Dr. Robert Loftin, Delft University of Technology (TU Delft)

Talk Date and Time: November 3, 2022 at 04:00 pm - 04:45 pm EST followed by 10 minutes of Q&A on Zoom and IRB-5105

Topic: On the Theoretical Limits of Ad-Hoc Cooperation in Multi-Agent Reinforcement Learning


Abstract:

Learning to cooperate with other agents (human or AI) will be essential for intelligent systems to succeed in many real-world applications. The challenge is that while we (or the agents we design) are trying to learn to cooperate with other agents, those agents may simultaneously be learning to cooperate with us. Practical and theoretical approaches to learning in cooperative settings therefore assume that other agents' behaviors are stationary, or else make very specific assumptions about other agents' learning processes. The goal of our work is to understand whether we can reliably learn to cooperate with others without such restrictive assumptions, which are unlikely to hold in real-world settings. In this talk, I will discuss a set of recent impossibility results which show that, in fact, no learning algorithm can be guaranteed to learn to cooperate with all possible adaptive partners. This is true even when every possible partner is guaranteed to eventually cooperate with some fixed strategy that our learner could have committed to.
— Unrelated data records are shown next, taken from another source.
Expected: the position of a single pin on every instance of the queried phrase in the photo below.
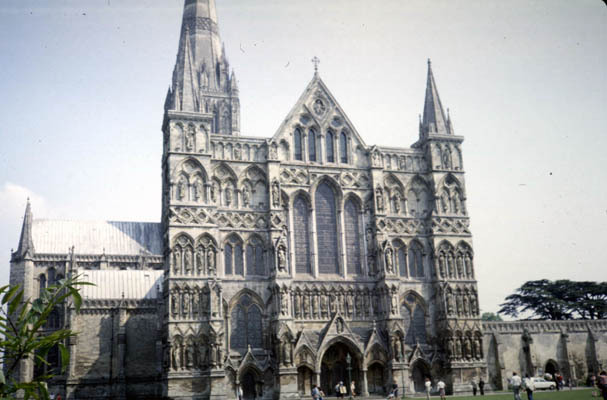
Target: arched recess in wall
(352, 226)
(325, 204)
(246, 324)
(233, 257)
(301, 234)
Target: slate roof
(116, 284)
(96, 237)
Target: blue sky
(83, 85)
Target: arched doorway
(551, 368)
(419, 372)
(248, 383)
(334, 368)
(305, 379)
(376, 379)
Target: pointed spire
(434, 117)
(26, 243)
(201, 73)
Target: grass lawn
(540, 395)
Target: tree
(24, 333)
(543, 298)
(491, 317)
(557, 300)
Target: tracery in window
(326, 227)
(329, 147)
(312, 144)
(297, 145)
(343, 148)
(301, 229)
(352, 227)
This talk will conclude with a discussion of the practical implications of these results for human-AI cooperation, and potential theoretical solutions to the issues they raise.

Bio:

Robert Loftin completed his PhD in computer science in 2019 at North Carolina State University under the supervision of David L. Roberts. He was previously a post-doc researcher at Microsoft Research Cambridge, and is currently doing a post-doc at TU Delft (Delft University of Technology) with Frans Oliehoek. His research interests include interactive machine learning, human-computer interaction, multi-agent reinforcement learning, and deep reinforcement learning.